Beyond Preconditioning: Postconditioning as an Alternative Technique in the Prevention of Liver Ischemia-Reperfusion Injury

1Department of Anesthesiology, Aretaieion University Hospital, University of Athens Medical School, 11528 Athens, Greece
2Department of Anaesthetics, St George’s Hospital, Blackshaw Road, London SW17 0QT, UK
3Second Department of Surgery, Aretaieion University Hospital, University of Athens Medical School, 11528 Athens, Greece
4Fourth Department of Surgery, Attikon University Hospital, University of Athens Medical School, 12462 Athens, Greece

Received 30 December 2015; Revised 11 April 2016; Accepted 5 May 2016

Academic Editor: Ersin Fadillioglu

Copyright © 2016 Kassiani Theodoraki et al. This is an open access article distributed under the Creative Commons Attribution License, which permits unrestricted use, distribution, and reproduction in any medium, provided the original work is properly cited.

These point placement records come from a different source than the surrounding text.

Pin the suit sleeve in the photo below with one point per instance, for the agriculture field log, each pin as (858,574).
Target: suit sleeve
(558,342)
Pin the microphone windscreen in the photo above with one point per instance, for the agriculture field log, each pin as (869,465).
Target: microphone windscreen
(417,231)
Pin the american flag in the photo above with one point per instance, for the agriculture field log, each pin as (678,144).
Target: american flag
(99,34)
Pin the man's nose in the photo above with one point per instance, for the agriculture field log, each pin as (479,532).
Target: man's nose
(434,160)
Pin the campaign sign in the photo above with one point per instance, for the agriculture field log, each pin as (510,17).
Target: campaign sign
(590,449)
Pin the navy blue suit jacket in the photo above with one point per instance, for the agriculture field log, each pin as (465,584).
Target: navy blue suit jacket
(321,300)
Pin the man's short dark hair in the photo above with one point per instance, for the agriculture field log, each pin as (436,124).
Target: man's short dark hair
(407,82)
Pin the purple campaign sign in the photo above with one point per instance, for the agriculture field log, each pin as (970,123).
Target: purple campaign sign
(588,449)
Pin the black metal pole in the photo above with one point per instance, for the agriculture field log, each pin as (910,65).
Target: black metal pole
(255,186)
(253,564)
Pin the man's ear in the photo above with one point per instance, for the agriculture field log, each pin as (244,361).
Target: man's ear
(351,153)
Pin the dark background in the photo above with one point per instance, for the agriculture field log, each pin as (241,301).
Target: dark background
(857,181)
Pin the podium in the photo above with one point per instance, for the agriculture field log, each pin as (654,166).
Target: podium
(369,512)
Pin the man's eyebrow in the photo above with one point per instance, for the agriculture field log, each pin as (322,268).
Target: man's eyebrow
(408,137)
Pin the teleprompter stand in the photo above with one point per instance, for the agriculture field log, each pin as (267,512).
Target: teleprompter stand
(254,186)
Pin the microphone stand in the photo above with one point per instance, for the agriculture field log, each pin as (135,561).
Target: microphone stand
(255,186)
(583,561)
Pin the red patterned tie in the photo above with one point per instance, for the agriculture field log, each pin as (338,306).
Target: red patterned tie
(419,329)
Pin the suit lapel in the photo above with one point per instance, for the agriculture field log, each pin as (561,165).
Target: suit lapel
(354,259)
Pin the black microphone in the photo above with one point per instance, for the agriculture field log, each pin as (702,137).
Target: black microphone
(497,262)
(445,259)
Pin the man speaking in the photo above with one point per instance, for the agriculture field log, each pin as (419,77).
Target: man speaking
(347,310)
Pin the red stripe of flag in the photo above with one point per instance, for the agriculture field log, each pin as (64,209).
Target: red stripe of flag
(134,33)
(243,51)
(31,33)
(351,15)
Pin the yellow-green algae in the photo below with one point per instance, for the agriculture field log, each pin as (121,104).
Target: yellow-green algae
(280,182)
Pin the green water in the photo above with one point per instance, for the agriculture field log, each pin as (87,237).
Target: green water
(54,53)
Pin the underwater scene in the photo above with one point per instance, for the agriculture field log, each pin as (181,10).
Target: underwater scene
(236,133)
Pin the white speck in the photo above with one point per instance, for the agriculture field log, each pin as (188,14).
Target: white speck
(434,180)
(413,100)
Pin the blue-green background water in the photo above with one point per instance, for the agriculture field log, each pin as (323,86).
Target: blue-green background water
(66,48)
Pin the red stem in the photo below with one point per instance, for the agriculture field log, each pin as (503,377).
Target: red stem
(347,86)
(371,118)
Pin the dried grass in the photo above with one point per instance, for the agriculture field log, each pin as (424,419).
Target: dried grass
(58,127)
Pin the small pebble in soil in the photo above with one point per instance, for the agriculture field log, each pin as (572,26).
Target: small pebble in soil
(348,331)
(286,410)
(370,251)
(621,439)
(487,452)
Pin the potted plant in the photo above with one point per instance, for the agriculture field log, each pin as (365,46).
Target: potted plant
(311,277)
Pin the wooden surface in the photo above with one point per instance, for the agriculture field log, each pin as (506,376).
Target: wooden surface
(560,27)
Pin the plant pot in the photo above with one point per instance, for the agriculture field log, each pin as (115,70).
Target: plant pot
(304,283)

Liver ischemia/reperfusion injury may significantly compromise hepatic postoperative function. Various hepatoprotective methods have been improvised, aiming at attenuating IR injury. With ischemic preconditioning (IPC), the liver is conditioned with a brief ischemic period followed by reperfusion, prior to sustained ischemia. Ischemic postconditioning (IPostC), consisting of intermittent sequential interruptions of blood flow in the early phase of reperfusion, seems to be a more feasible alternative than IPC, since the onset of reperfusion is more predictable. Regarding the potential mechanisms involved, it has been postulated that the slow intermittent oxygenation through controlled reperfusion decreases the burst production of oxygen free radicals, increases antioxidant activity, suppresses neutrophil accumulation, and modulates the apoptotic cascade. Additionally, favorable effects on mitochondrial ultrastructure and function, and upregulation of the cytoprotective properties of nitric oxide, leading to preservation of sinusoidal structure and maintenance of blood flow through the hepatic circulation could also underlie the protection afforded by postconditioning. Clinical studies are required to show whether biochemical and histological improvements afforded by the reperfusion/reocclusion cycles of postconditioning during early reperfusion can be translated to a substantial clinical benefit in liver resection and transplantation settings or to highlight more aspects of its molecular mechanisms.